Manifestantes enfrentam policiais em Paris protesto contra violência policial

Os protestos seguem a publicação nesta semana de uma filmagem da CCTV do espancamento de minutos de duração do produtor de música negra Michel Zecler por três policiais em Paris em 21 de novembro.

Paris protesta contra a brutalidade policialManifestantes marcham durante uma manifestação contra uma lei de segurança que restringe o compartilhamento de imagens da polícia, sábado, 28 de novembro de 2020 em Paris. Grupos de defesa dos direitos civis e jornalistas estão preocupados com a medida em que a medida irá bloquear a liberdade de imprensa e permitir que a brutalidade policial permaneça sem ser descoberta e sem punição. A causa ganhou novo ímpeto nos últimos dias, depois que surgiram imagens de policiais franceses espancando um homem negro, gerando protestos em todo o país. (AP Photo / Francois Mori)

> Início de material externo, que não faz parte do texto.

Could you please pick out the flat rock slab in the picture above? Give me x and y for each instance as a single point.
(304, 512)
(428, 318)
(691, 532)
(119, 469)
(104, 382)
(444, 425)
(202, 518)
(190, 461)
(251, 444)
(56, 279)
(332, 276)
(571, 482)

Centenas de manifestantes vestidos de preto entraram em confronto com a polícia no final de uma manifestação contra a violência policial em Paris no sábado, depois que manifestantes mascarados lançaram fogos de artifício contra linhas policiais, ergueram barricadas e atiraram pedras.

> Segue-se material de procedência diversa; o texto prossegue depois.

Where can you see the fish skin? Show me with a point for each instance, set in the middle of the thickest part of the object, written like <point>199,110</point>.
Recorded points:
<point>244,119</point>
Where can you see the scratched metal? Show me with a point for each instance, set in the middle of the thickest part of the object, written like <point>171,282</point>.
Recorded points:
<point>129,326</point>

A maioria dos milhares de manifestantes marcharam pacificamente, mas pequenos grupos de manifestantes mascarados vestidos de preto quebraram vitrines e incendiaram dois carros, uma motocicleta e um café.

Os incêndios foram apagados rapidamente. A polícia lançou gás lacrimogêneo e granadas de atordoamento para dispersar as multidões e, no início da noite, canhões de água pulverizaram os grupos remanescentes de manifestantes na Place de la Bastille.

O Ministério do Interior disse ter contado 46.000 manifestantes em Paris. A polícia disse ter feito nove prisões. Milhares de pessoas também marcharam em Lille, Rennes, Estrasburgo e outras cidades.

Os protestos seguem a publicação nesta semana de uma filmagem da CCTV da surra de minutos de duração do produtor de música negra Michel Zecler por três policiais em Paris em 21 de novembro. de jornalistas para reportar sobre a brutalidade policial.

O projeto tornaria crime a circulação de imagens de policiais em certas circunstâncias, o que, segundo os oponentes, limitaria a liberdade de imprensa. Muitos manifestantes carregavam cartazes com slogans como Quem nos protegerá da polícia, Pare a violência policial e Democracia espancada.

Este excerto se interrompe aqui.